2. Impact Estimation
Once the propensity score matching method produces a viable comparison group, several estimation strategies can be used to produce an estimate of the impact of the LTC RAP program, including a difference of means test of post-registration earnings with and without regression adjustment, and a difference-in-differences test of earnings with and without regression adjustment. Mueser, Troske, and Gorislavsky (2007) find that the difference-in-differences estimator is more faithful to random assignment results, although multiple approaches should be attempted and compared. The estimated differences can be examined by the level of the propensity score; thus, one can observe changes in earnings for those most likely selected for the program as compared with changes in earnings for those least likely to be selected. Sample size constraints may limit the principal subgroup analysis to the CNA and DSS occupational categories, although other characteristics of workers (e.g., age or race) may also be of interest.

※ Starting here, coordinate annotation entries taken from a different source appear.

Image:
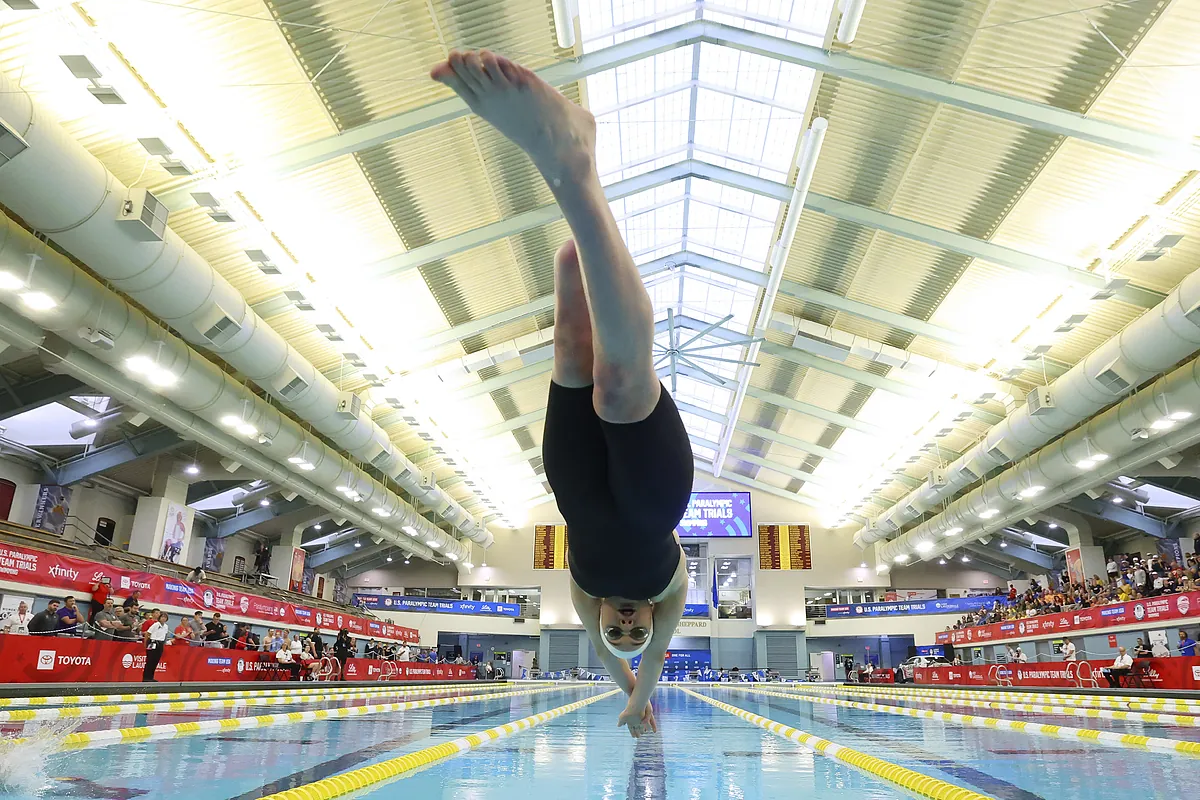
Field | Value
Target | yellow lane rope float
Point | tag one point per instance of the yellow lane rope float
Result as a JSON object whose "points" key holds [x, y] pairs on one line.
{"points": [[125, 735], [1062, 698], [1061, 732], [360, 779], [916, 782], [312, 689], [1030, 708], [88, 711]]}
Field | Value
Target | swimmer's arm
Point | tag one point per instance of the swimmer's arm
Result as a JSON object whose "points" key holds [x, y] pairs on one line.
{"points": [[667, 613], [588, 608]]}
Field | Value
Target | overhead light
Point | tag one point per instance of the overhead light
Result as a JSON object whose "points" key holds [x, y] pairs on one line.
{"points": [[39, 300], [10, 282]]}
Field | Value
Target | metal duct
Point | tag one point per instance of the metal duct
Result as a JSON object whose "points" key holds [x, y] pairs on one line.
{"points": [[199, 395], [1168, 411], [63, 191], [1159, 338]]}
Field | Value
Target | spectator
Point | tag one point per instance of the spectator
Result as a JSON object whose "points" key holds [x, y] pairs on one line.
{"points": [[183, 633], [18, 624], [100, 591], [46, 623], [106, 623], [1120, 667], [285, 657], [215, 635], [70, 618], [155, 638], [197, 626]]}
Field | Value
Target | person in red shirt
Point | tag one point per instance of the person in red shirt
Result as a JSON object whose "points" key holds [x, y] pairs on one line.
{"points": [[100, 591]]}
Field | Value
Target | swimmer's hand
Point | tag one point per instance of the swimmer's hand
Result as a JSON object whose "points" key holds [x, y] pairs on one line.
{"points": [[640, 722]]}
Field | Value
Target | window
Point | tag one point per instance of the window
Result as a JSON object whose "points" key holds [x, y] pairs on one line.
{"points": [[733, 596]]}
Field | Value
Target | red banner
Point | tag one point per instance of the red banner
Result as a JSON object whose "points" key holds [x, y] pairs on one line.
{"points": [[372, 669], [1159, 673], [69, 573], [61, 660], [1135, 612]]}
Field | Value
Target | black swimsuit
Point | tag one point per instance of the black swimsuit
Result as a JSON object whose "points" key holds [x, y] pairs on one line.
{"points": [[622, 488]]}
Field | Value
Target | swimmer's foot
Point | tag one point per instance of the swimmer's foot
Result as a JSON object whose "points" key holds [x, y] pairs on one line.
{"points": [[556, 133]]}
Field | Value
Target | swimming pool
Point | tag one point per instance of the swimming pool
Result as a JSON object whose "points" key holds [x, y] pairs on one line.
{"points": [[712, 747]]}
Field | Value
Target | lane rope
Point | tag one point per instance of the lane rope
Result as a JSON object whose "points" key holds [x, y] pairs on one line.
{"points": [[1065, 698], [395, 768], [1060, 732], [1182, 720], [91, 711], [916, 782], [125, 735], [141, 697]]}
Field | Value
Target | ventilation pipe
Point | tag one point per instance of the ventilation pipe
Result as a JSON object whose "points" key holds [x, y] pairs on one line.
{"points": [[1159, 420], [189, 391], [64, 192], [805, 166], [1159, 338]]}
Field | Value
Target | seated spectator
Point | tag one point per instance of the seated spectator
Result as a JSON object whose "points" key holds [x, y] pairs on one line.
{"points": [[46, 621], [183, 633], [197, 626], [18, 624], [70, 618], [106, 621], [1120, 667], [215, 635]]}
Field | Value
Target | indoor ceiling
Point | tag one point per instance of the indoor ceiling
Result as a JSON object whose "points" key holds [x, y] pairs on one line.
{"points": [[413, 246]]}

3. Alternative Versions of the Administrative Data Design
If selection bias is considered to be a major obstacle to evaluation of the LTC RAP, other alternative non-experimental strategies can be considered using LEHD data administrative data. One alternative strategy is a regression discontinuity design, which uses pre-determined cut-offs in the assignment of treatment to identify the impact of the treatment. For example, all CNAs at Agape Senior are ranked, and apprentices are chosen from among the top 20% of employees. Since there is a sharp cut-off in the assignment of treatment, cases immediately above and immediately below the cut-off are expected to be very similar on all of their characteristics, except for their admission to apprenticeship, generating a type of natural experiment. Regression discontinuity designs might be appropriate for LTC RAPs which use some sort of test or evaluation to assign employees to the apprenticeship. Only a minimal difference is expected in the performance of employees in the 79th percentile compared to the 80th percentile, but there is a large difference in likelihood of becoming an apprentice. The change in the outcome variable at this point of discontinuity provides a reasonable estimate of the impact of the treatment. Although not common among LTC RAPs, Agape Senior is probably not the only LTC RAP program that uses an objective employee performance measure to decide who will participate (or at least who will be offered the opportunity to participate) in the apprenticeship program. If enough programs use this approach, it may be possible to use this analytic approach. Sample sizes and the frequency of using this approach of selecting apprentices may, however, limit the feasibility of this approach, especially for a national evaluation.